Understanding Leopard Geckos

Leopard geckos are a popular species of reptiles mainly due to their unique features and relatively easy care requirements. These small, nocturnal lizards belong to the Eublepharis genus and are native to semi-arid desert environments, mainly found in the Middle East.

As caring for a leopard gecko begins with understanding their natural behaviors and characteristics, here are some key features:

  • Nocturnal: Leopard geckos are most active during the night, which means they are less likely to bask in the sun like other reptiles. Instead, they prefer to hide in burrows or crevices during the day and become active, seeking food and social interactions at night.
  • Blinking Capability: Unlike many other gecko species, leopard geckos have functional eyelids. This allows them to blink and close their eyes while sleeping, offering them protection from dust and debris.
  • Personality: Leopard geckos are generally known for their docile and friendly disposition. They exhibit different personalities with some being more curious and active, while others are relatively shy and passive.

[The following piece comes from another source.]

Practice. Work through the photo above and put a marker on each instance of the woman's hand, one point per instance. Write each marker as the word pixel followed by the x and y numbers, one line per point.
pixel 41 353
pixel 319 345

By taking these features into account, you can ensure a comfortable and enriching environment for your leopard gecko. Remember to provide ample hiding spaces and a temperature-controlled environment to mimic their natural habitat, and be patient when handling your gecko to build trust.

Choosing a Leopard Gecko

When considering a pet leopard gecko, it’s essential to find a reliable source. You can look for one at a pet store, online, or a reputable breeder. Keep the following factors in mind while choosing your new companion:

  • Source: Purchasing from a reputable breeder ensures the quality and health of the leopard gecko, as they maintain proper breeding conditions and focus on producing strong bloodlines.
  • Healthy Hatchlings: Inspect hatchlings for signs of good health, such as plump bodies, clear eyes, and no kinks in their tails. Avoid geckos with lethargy or excessive skin shedding.
  • Morphs: Leopard geckos come in various morphs, influencing their coloration, patterns, and even size. Some morphs are rare and may be more expensive.
  • Colors and Patterns: Choose a color and pattern that appeals to you. Leopard geckos can display a wide array of colors, from yellows and oranges to whites and blacks.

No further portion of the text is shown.